Monday, October 12, 2015

Remembering to Breathe




I took these photos at SGI just a few meters outside my office door in a busy metropolitan neighborhood. They remind me of the simplicity of life and also the work required to make things grow well.








Dave’s big on spiritual disciplines. I’m so-so. I think they’re vital and good and worthy of time and devotion, but I’ve never really implemented them in my life. However, for the past several months I have developed the habit of praying for the day as soon as I get in my car and pull out of our parking area.  This by no means makes me more spiritually mature than anyone else, but I need this time to set my focus for the day and to remember what really matters.  When I don’t do this, my mood quickly goes sour.

The life-giving nature of this routine prayer greatly helped me the other day as I pulled up to the Solid Ground gate at 6:15 a.m., my usual arrival time. Before I even opened the gate, two residents met me outside with a problem.
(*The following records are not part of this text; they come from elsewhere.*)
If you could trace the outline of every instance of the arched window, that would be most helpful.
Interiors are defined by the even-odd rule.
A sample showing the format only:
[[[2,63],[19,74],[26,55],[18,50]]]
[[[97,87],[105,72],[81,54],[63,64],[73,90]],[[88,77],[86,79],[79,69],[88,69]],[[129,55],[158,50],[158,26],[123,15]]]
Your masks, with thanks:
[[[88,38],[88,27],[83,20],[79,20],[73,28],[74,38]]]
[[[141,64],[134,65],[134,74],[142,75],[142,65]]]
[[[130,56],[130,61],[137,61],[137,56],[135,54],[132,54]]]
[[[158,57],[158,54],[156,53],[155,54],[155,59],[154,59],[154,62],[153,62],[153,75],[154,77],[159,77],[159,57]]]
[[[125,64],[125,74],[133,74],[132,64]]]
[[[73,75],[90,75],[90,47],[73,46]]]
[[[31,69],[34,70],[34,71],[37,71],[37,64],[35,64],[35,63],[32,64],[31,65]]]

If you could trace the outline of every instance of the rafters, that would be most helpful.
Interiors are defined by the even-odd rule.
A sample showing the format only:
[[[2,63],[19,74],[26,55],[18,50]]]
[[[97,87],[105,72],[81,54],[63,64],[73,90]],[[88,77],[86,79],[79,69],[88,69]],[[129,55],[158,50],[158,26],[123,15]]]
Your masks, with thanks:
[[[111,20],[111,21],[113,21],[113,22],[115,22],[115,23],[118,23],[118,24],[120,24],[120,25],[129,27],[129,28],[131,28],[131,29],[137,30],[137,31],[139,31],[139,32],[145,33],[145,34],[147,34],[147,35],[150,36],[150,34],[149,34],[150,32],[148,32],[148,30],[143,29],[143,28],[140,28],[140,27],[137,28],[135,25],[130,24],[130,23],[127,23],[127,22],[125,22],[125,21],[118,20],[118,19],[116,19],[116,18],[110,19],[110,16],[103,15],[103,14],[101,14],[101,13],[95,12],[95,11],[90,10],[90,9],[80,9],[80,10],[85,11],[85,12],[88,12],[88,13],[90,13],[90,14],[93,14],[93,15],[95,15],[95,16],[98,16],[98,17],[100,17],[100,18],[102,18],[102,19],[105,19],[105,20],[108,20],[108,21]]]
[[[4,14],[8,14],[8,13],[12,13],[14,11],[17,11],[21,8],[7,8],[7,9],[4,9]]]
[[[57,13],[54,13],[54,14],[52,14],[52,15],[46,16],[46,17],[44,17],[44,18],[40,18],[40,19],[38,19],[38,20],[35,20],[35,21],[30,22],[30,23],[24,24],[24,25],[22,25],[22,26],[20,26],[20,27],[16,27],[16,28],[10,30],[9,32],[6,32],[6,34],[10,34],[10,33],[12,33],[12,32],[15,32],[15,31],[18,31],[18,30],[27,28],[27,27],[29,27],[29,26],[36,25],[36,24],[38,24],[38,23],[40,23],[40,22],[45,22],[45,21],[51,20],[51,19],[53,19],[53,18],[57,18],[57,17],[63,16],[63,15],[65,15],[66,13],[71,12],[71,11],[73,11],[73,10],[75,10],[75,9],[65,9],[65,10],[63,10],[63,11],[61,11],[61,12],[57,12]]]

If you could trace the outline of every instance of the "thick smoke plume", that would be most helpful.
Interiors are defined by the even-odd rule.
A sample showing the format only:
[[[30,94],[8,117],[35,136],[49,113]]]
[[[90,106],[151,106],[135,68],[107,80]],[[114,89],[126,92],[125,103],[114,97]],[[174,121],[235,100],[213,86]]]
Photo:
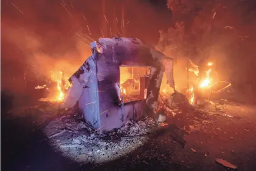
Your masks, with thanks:
[[[101,37],[156,41],[169,18],[167,8],[160,11],[145,1],[122,2],[2,1],[1,90],[29,94],[54,79],[52,73],[70,76],[90,55],[89,43]]]

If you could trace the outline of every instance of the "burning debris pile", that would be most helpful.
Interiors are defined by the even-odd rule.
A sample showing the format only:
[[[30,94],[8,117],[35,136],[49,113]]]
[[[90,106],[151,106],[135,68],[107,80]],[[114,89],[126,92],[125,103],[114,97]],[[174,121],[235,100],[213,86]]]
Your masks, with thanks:
[[[46,84],[37,86],[35,90],[44,91],[46,98],[41,98],[41,101],[62,101],[65,94],[70,86],[68,78],[64,76],[63,71],[51,72],[51,78],[46,81]]]

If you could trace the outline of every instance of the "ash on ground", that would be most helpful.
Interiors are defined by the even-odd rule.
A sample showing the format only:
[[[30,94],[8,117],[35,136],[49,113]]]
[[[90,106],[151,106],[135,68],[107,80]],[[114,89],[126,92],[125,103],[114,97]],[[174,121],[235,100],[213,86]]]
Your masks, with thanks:
[[[137,123],[129,121],[119,129],[100,135],[77,114],[70,113],[50,121],[44,131],[47,140],[64,156],[78,162],[100,163],[135,150],[159,126],[146,118]]]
There was a relatively easy fix to the problem, but I wasn’t positive if it would work so I didn’t offer any solution at the gate. Breathe in and out, I told myself. It’s not a big deal.

Then I walked to my office and opened my door where another problem sat waiting for me on my desk. I called the two concerned residents to the office to discuss it and even had to get a staff member’s input about the situation. Not the end of the world. A good lesson for all.

Then I got a text from a staff member at the other SGI house and discovered that a resident didn’t come home the night before, a third time offense. As the staff revealed more of the story, I genuinely became concerned for her safety. Fortunately, our social worker reached out to her and the resident assured us she was safe but not ready to come home yet. Wait patiently and hope for the best outcome.

And then I had to confront a resident about some sticky, sensitive issues and she did not like what I had to say, even though she agreed with it all. I asked her to please disagree with me and to help me understand the other side of the issue, but she said there was no other side. Except that the heart wants what it wants.

All this before 9:00 a.m. The day tarried on with resolutions to some situations appearing little by little while other issues were left unresolved and new issues appeared. The heart issues aren’t easily resolved because there are layers of guilt, scar tissue, desires, and dreams mixed with the present reality of school, work, and responsibility. It’s life disorganized. Still healing.

I love the messiness of working with these women during this time in their lives.  My routine morning prayer stabilizes me so that I don’t over or underreact.  When life, glorious life, is abounding in our midst, our habits should point us heavenward.